Tante sono le strade per le quali passa la questione ecologica, ma la più importante (o una delle più importanti) è certamente la via educativa. Su questo, anche in orizzonte teologico, s’intende qui tracciare delle linee educativa circa il dovere ecologico. Tutti i cristiani dovrebbero essere in prima fila nel motivare la cultura “verde”. Riflettiamo sul dovere ecologico che tutti abbiamo. A questo richiama l’impegnata enciclica di papa Bergoglio Laudato si’ (24 maggio 2015).
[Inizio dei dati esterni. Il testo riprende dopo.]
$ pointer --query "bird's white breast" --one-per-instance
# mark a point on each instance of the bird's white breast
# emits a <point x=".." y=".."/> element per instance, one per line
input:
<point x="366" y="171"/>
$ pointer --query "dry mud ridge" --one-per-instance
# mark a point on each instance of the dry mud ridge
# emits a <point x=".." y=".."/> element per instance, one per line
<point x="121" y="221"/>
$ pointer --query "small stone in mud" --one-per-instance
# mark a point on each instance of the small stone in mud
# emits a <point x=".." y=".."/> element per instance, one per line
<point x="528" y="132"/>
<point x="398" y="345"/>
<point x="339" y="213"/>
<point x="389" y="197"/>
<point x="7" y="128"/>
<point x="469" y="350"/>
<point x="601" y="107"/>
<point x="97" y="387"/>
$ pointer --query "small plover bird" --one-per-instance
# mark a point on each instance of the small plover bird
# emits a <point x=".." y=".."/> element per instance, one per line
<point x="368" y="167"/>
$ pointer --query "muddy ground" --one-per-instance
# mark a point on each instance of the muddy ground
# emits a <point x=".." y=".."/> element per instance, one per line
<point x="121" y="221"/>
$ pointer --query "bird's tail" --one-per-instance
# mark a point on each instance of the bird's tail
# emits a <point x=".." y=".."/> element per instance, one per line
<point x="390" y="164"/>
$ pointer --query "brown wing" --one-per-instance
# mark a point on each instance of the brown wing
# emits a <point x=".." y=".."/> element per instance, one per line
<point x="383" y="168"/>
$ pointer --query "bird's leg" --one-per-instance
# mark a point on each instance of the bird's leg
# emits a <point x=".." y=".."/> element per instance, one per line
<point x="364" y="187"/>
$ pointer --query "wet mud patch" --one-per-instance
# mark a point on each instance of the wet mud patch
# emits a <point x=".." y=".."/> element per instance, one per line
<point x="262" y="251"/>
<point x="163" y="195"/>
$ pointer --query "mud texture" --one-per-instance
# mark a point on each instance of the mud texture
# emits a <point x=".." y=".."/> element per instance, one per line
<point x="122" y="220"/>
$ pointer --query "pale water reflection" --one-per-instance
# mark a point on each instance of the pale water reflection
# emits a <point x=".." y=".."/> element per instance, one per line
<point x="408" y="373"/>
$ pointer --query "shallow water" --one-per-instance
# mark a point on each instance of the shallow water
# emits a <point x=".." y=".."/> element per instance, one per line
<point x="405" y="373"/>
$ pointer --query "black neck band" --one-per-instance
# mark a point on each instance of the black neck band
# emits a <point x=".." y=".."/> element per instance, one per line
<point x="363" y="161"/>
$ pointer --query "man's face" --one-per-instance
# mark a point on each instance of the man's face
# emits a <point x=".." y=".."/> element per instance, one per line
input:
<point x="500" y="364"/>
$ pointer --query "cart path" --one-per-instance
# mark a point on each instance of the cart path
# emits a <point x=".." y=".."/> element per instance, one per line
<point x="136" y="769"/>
strappo sull’accordo di Parigi

Educare a salvaguardare il bene della natura

La prima affermazione al riguardo è quella di ampliare il raggio della bellezza educativa. L’educazione alla bellezza non distrae dalle grandi educazioni (religiosa, morale, civile, politica), ma le facilita e in esse si risolve.

Ogni educazione al bello realizza una scuola di libertà, di eticità, di politicità;[1] è questo un buon motivo per augurarsi che le prospettive pedagogiche di oggi vadano nella direzione di un’educazione estetica in grado di animare quella “armonia interiore”, a cui le Lettere sull’educazione estetica dell’uomo di Schiller fanno costante e precisa allusione.[2]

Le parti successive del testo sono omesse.